DFE: How to Adjust How often DFE's are triggered

#1

I understand that a DFE will be kicked off whenever the underlying data changes via a data load or change in the environment.

I have two scenarios I want to evaluate:
Scenario 1:
I want to state that I only want to trigger DFE’s at a maximum frequency of 2 hours, so that all data changes in a 2 hour period are batched together upon analytic evaluation.

I see a ‘frequency’ field on the c3ShowType(“Ext.DFE”) (the @DFE annotation):

Is this field referring to the frequency that the analytic will be triggered?

Or is there another setting at the TenantConfig or environment level that controls the frequency that DFEs (and therefore Analytics) are invalidated?

Scenario 2:
I have data streaming in every two hours into the environment, and it appears that the analytics/DFE’s are only getting evaluated once per day.

How do I check the set points of the frequency of the DFE evaluation?

1 Like
#2

A few things to look at:

  1. Check out the InvalidationQueues, Analytics are processed Asyncronously in the queues, so if the queues are busy with other jobs, it could delay the resolution of the analytics.

  2. Is the Analytic Result actually being persisted by the analytic? Or is there another process in the code base (like a CronJob) that takes the analytic result and generates the result that is expected–Essentially, make sure you’re looking at the right “expected” result.

  3. What is the actual arrival frequency of the data. Double-check that the data is arriving when you think it is arriving.

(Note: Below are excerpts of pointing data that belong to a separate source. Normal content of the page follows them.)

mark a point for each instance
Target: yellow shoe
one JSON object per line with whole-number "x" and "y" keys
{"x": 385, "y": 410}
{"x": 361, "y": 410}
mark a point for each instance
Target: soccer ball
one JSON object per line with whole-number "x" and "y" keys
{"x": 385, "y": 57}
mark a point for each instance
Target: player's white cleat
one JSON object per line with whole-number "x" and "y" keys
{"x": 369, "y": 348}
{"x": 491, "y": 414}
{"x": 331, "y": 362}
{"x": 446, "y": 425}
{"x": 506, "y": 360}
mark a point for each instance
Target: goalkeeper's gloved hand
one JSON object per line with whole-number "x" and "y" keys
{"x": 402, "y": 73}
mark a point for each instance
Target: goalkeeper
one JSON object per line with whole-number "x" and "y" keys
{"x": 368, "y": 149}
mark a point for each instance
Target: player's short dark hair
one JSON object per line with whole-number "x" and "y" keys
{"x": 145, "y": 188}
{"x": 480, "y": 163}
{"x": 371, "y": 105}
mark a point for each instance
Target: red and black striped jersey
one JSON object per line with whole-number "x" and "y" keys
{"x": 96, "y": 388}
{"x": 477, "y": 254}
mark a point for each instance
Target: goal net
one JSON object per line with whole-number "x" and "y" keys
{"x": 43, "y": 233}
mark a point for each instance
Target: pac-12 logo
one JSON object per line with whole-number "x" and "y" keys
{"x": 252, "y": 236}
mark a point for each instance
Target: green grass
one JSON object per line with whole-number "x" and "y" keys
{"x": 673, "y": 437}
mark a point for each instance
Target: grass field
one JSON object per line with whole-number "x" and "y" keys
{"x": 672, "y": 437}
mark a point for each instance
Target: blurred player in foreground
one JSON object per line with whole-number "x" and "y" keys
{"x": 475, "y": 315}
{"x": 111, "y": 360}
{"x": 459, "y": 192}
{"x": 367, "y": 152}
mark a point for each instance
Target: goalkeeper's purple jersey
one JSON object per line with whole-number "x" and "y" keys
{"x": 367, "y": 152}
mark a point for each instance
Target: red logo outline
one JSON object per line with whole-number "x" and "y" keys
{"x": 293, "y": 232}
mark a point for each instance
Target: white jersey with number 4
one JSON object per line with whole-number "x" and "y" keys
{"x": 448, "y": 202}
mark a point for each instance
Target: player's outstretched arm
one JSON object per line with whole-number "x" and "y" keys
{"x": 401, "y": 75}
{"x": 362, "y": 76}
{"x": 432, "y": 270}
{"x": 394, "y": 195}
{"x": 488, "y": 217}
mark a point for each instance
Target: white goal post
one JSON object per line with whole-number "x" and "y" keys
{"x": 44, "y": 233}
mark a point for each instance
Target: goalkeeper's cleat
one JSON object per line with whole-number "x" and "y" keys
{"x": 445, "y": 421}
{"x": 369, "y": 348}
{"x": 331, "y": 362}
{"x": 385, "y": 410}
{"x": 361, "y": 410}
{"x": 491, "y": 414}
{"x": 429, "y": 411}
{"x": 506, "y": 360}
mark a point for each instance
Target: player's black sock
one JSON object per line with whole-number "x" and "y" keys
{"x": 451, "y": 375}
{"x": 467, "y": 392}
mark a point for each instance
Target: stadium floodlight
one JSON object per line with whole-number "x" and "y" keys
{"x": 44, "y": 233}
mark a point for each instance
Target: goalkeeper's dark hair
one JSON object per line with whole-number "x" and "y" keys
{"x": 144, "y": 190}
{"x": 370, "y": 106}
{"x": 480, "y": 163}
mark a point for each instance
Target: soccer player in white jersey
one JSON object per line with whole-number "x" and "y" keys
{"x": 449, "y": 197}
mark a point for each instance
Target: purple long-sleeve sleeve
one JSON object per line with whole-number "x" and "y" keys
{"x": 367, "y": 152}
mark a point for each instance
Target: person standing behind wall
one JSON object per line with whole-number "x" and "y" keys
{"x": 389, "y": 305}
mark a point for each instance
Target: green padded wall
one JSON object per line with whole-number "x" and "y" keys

  4. Once you check the top 3 bullets: (the queues are relatively empty, you properly understand the analytic result, and the data is definitely arriving at your expected frequency): Fire the Analytic manually for a subset of the entities and see if you get results persisted as you expect. If you get the results that you expect with this manual firing, now we can talk about Analytic/DFE trigger frequency. If not, then follow the standard Analytic debugging steps.

  5. Guidance on how to configure the frequency of the DFE triggering is still needed.

#3

@ColumbusL

Today the analytics are fired (entered in the queues) every time data change happens. The frequency at which analytics are invoked is disabled and an obsolete feature. The overhead of storing analytic per source per execution is too high and hence the feature is deprecated.

So to summarize, the analytic will be invoked everytime the data change happens and the application code can do its on state management to decide whether they want to do anything in the process function as it stands today. -> This should answer both scenario1 and scenario2

#4

Let’s suppose we get new data every minute. If we don’t want to trigger DFEs all the time is it possible to trigger only once a day for example?

#5

@romain.juban then in your case it would better to write a CronJob as you don’t care if data comes or not!

#6

@bachr That would theoretically work, but would be inefficient. We don’t want to run a job on ‘everything’ we just want to run a job every x minutes/hours on instances where the data did change. So essentially a CronAnalytic kind of a thing.

#7

Can you have a pipeline stage where you create batches with events that arrive in 2-hour windows, then put them into the next queue every 2 hours? Then the Analytic listens to that next queue.